Никита усмехнулся и, пропустив мимо ушей бармена Вадика, спросил:
– А ты, выходит, хотел обеспечить ей тыл?
– Не вижу в этом ничего плохого!
– Плохого, конечно, ничего нет… Но я в дополнение к тылу, который тоже вполне могу обеспечить, буду еще и любить ее, Саша… сильно любить… И эту мою любовь она уже сейчас чувствует… А Вадику надо всего лишь пару раз дать в зубы – и всего делов…
– А я спросил, что будет, когда твоя так называемая любовь закончится?
– Она не закончится… Я ждал эту женщину всю жизнь… Может, потому и не женился…
– Как трогательно! Слезу вышибает! Прямо индийское кино!
– Думай что хочешь…
Вербицкий больше не сказал ничего, встал с дивана и, припадая на одну ногу сильнее, чем обычно, пошел к выходу.

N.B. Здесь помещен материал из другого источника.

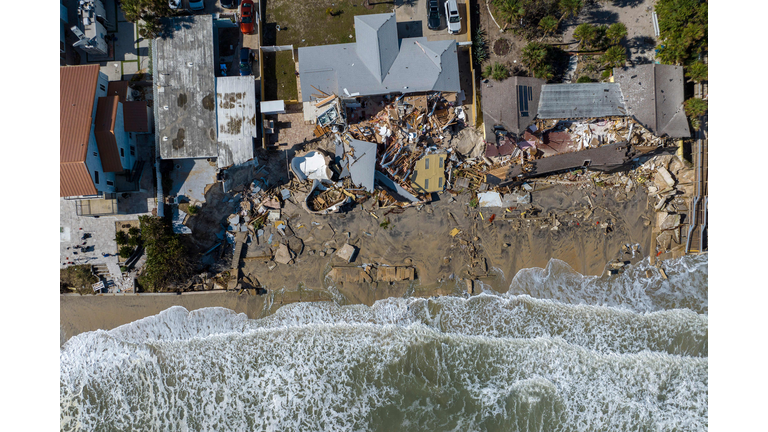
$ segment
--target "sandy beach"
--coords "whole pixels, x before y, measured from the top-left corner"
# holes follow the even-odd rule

– Мне освобождать кабинет в «Континентале»? – ударило его в спину.
– Дурррак! – пророкатал Александр Ильич и вышел из комнаты.
Положив руки на руль своей машины и не трогаясь с места, Вербицкий на некоторое время выпал из реальности. Он даже ни о чем особенном не думал. Так… летали в мозгу какие-то обрывки воспоминаний, видения, образы… И в конце концов из них, как из мозаичных кусочков или новомодных паззлов, сложился образ единственной женщины, которую одну только он и мог любить. Конечно, Никита прав. Он, Александр Вербицкий, не любил Ирину Кардецкую точно так же, как ни одну другую женщину до нее. С другими он проводил время, тешил свое тело, удовлетворяя сексуальный голод, но продолжал любить одну лишь свою жену Галочку, с которой, кстати говоря, и не разводился. Поскольку жениться ни на ком он не собирался, развод как юридическая процедура ему не требовался. Гале, видимо, тоже, поскольку за все годы разлуки она так и не дала о себе знать и развода ни разу не потребовала.